In summary, pediatric oncologists should be prepared for the many implications brought by a case such every bit this, in which parents decline standard treatment for their child with cancer who has a favorable prognosis. As the probability of encountering a like situation increases, so does the need to fully empathize the relevant laws and ethical principles that utilize. In dealing with the bug presented here, the oncologist must act as an advocate fighting to ensure that the child is given the best chance of cure while trying to balance the harms that may occur. In addition, the oncologist should consider reporting any doctor to the state medical board who may take failed to meet the minimal standards of intendance.

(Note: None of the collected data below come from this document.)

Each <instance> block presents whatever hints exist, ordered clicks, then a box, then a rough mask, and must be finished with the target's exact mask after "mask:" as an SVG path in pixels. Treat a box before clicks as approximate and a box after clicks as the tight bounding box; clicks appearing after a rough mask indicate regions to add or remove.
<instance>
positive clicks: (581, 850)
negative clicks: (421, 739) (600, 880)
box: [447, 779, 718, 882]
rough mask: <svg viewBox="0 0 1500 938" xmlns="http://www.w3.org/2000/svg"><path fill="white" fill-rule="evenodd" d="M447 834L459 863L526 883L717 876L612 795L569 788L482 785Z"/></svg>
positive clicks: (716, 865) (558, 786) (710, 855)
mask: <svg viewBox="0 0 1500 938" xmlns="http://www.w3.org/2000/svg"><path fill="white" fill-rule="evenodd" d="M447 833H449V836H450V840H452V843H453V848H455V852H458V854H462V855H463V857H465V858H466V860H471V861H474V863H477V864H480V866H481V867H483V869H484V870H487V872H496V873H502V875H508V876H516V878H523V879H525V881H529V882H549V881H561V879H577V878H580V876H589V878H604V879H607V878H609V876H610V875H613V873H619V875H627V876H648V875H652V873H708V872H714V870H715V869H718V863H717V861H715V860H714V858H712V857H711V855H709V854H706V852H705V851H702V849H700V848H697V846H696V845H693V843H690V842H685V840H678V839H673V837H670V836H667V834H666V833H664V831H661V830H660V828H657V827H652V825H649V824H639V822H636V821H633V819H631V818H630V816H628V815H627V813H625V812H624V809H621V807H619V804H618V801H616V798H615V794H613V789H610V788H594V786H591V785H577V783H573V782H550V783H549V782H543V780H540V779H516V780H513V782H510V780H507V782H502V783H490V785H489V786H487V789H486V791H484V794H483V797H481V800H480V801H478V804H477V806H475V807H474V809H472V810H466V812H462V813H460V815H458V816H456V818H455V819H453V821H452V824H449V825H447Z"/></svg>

The authors indicated no potential conflicts of interest.

Table

Table i. Court Cases in Which the Parents Declined or Withdrew Standard Handling for Their Children With Favorable-Prognosis Cancer

Previously published in part in abstruse format for the Annual Meeting of the Lodge for Pediatric Research, Seattle, WA, May 3-6, 2003.

Authors' disclosures of potential conflicts of involvement and author contributions are institute at the stop of this article.